Bohren & Der Club Of Gore – Sunset Mission
(Wonder Records, 2000)
Uno degli aspetti che mi suscitano maggiormente i brividi quando cerco approfondimenti su quanto sto scrivendo è la quantità di informazioni del tutto inaspettate in cui si incappa ogni volta: per esempio, ignoravo completamente che Mülheim, città di origine dei Bohren & Der Club Of Gore, avesse una squadra di football americano battezzata Mülheim Shamrocks. Questioni sportive a parte, Sunset Mission è il disco che ha segnato la svolta della formazione tedesca originaria della Ruhr verso sonorità dark jazz dal sapore tutto noir, catapultandoci idealmente in fumose metropoli dove ogni cosa sembra avvolta da una cortina di vapore e mistero. Mi piacerebbe menzionare qualche brano particolarmente rappresentativo dell’album, ma la verità è che la sua densità evocativa permane dall’inizio alla fine, creando un contrasto con la realtà caotica del quotidiano, nitido come i grattacieli scuri sulla copertina del disco, che si stagliano contro il tramonto.
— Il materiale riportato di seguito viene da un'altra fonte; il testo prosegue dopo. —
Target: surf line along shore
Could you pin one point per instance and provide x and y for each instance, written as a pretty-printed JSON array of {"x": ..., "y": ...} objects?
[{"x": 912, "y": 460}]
Un ascolto imprescindibile per gli estimatori del genere, o per chi voglia evadere dal logorio della vita moderna senza dover ricorrere per forza a un noto amaro al carciofo.
Huszar – Providencia
(Morrowless Music, 2017)
Huszar (dalla mente di Marcos Agüero, prolifico polistrumentista argentino) è un progetto che ho scoperto fin troppo di recente e in maniera del tutto casuale; come accade spesso quando si fanno questi ritrovamenti fortuiti, si è rivelato un piacevolissimo ascolto. Providencia (recentemente ri-masterizzato dalla Morrowless Music, con una cover diversa da quella originaria) è un album dalla durata di un’ora abbondante, all’interno del quale generi come il black e il post-metal, la synthwave e l’ambient sono coinvolti in un costante dialogo e in un intrecciarsi continuo di suggestioni sonore, creando una dimensione che sembra porsi come un iperspazio esterno, ma che in realtà dà voce alla malinconia interiore in cui, da brava estimatrice della musica strappalacrime, sguazzo sempre con relativa gioia. Tuttavia, Providencia non è solo un disco per anime tristi: è un altro buon pretesto per darsi alla fuga sonora dalla realtà quotidiana.